- Born: September 12, 1935 Elkin, North Carolina
- Died: July 8, 1998 (aged 62) New York City
- Education: Wake Forest University
- Occupation: Executive
- Known for: CEO of PepsiCo (1986–1996)

= D. Wayne Calloway =

American businessman (1935–1998)

Wayne Calloway (September 12, 1935 – July 8, 1998) was an American business executive. He was chairman and chief executive officer of PepsiCo from 1986 until the mid-1990s. He was chairman of the board of Wake Forest University, which named its undergraduate school of business in his honor in 1995. As of 2007, the Calloway Business School is ranked 17th in the nation for undergraduate business schools by U.S. News & World Report.

== Early life and education ==
Calloway was born on September 12, 1935, in Elkin, North Carolina, and spent his childhood in Winston-Salem, North Carolina.

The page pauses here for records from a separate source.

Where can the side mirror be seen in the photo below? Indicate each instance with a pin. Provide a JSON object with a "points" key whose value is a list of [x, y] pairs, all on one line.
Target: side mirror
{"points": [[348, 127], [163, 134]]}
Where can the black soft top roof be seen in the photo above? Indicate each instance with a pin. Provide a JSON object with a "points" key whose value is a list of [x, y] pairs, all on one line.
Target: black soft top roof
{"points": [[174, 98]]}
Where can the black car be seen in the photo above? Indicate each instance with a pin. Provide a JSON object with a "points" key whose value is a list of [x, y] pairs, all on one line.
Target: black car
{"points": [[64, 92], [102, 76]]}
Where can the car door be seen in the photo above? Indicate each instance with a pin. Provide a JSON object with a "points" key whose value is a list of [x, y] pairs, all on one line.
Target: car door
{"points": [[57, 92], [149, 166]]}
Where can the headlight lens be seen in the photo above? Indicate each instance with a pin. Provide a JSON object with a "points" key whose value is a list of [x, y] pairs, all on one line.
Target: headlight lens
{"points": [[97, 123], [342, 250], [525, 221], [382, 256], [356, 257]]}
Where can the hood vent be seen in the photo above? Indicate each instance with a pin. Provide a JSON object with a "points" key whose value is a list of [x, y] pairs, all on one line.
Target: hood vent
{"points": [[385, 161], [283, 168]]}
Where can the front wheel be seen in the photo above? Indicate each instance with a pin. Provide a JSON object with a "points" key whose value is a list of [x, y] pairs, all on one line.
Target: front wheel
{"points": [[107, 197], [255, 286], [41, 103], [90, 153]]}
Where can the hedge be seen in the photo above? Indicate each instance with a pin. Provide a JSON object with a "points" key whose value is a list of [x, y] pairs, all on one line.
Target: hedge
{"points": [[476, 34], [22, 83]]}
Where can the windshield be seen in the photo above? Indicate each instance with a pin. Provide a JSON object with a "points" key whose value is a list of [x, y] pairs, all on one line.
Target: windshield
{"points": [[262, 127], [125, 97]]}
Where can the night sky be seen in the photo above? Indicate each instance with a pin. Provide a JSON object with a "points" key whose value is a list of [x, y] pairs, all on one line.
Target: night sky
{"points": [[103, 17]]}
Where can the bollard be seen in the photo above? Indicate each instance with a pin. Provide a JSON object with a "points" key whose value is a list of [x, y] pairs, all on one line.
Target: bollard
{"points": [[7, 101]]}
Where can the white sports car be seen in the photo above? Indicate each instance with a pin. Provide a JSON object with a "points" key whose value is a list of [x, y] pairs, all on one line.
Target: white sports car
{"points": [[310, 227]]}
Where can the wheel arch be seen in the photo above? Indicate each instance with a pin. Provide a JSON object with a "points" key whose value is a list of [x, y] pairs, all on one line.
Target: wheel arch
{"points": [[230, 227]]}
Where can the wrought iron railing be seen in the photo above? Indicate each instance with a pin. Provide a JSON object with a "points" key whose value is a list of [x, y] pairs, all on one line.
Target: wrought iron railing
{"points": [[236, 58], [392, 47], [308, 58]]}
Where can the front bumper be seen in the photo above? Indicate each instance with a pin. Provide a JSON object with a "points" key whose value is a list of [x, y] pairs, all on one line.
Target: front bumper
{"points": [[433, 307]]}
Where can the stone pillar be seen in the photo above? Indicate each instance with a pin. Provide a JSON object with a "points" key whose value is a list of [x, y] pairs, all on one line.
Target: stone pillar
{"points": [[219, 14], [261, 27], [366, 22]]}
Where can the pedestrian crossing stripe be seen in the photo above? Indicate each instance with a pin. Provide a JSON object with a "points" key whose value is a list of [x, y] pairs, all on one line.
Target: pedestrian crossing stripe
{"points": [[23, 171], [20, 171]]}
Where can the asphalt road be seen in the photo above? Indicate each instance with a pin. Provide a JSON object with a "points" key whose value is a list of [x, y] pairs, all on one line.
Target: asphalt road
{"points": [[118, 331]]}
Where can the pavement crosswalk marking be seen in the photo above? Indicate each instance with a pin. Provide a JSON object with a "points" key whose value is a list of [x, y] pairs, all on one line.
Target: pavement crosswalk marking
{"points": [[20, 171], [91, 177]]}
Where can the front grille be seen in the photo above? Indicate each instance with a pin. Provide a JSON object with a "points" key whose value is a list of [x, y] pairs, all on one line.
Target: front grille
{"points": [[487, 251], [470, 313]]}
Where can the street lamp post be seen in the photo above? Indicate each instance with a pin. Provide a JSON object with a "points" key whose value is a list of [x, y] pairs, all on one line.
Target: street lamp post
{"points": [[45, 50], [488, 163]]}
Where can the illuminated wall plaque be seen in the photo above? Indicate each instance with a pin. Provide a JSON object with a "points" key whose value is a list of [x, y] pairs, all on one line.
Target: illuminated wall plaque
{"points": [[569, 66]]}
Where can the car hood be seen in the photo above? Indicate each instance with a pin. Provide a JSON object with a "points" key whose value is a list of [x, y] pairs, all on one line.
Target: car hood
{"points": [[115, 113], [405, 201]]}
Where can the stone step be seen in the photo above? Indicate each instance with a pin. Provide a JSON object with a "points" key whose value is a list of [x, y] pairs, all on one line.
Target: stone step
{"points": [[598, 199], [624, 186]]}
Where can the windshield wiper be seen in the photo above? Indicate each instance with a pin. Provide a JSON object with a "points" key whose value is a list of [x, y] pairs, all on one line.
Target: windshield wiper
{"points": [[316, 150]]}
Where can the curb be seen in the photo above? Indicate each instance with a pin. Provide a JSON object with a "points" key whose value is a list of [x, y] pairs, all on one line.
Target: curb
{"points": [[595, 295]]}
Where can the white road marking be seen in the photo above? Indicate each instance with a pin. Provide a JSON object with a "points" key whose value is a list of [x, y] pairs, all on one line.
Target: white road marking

His mother, Lether Smith, worked in a Hanes hosiery mill.

He attended Wake Forest University on a basketball scholarship and earned a Bachelor's degree in accounting.

== Career ==
Prior to his role at PepsiCo, Calloway worked at Vick Chemical Company, then as a financial controller at ITT Corporation. In 1966, a headhunter called him and convinced him to take a job at PepsiCo; he served as a director of profit plan control at PepsiCo's Frito-Lay snack division starting in January 1967. He became president of the division in 1976 and held that position until 1983, when he was promoted to both executive vice president and chief financial officer. He then became CEO in 1986, taking over for Donald Kendall, who was retiring. Calloway stepped down from the role in 1996 due to health issues. In total, Calloway worked at PepsiCo for 31 years. His successor was Roger Enrico.

He oversaw a cultural change and significant expansion of the company during the Cola wars, a period of heightened competition between PepsiCo and Coca-Cola. In 1986, during Calloway's first year as CEO, PepsiCo bought KFC for $841 million and sold Wilson Sporting Goods and North American Van Lines. His approach attempted to engage employees at all levels, in part by compensating them with company stock and encouraging them to share their ideas for improving the company; in 1991, Calloway described the efforts by saying, "We have consciously and deliberately created a corporate culture that sanctions individual power."

He joined the board of General Electric in 1991, and was also a director of Citicorp and Exxon. He was a founding board member of the National Center for Policy Analysis.

He received the President's Volunteer Action Award for helping former Braniff International Airways workers find new jobs after Braniff declared bankruptcy in 1982.

== Personal life and death ==
Calloway had four children. He married Jan, a real estate agent, on January 1, 1980. They lived in Greenwich, Connecticut.

He enjoyed golf, tennis, skiing, and Harley-Davidson motorcycles.

He underwent surgery for prostate cancer in 1992, then retired in 1996 due to ongoing health issues. He died in Manhattan in on July 8, 1998, after a six-year battle with the cancer. He was 62 years old.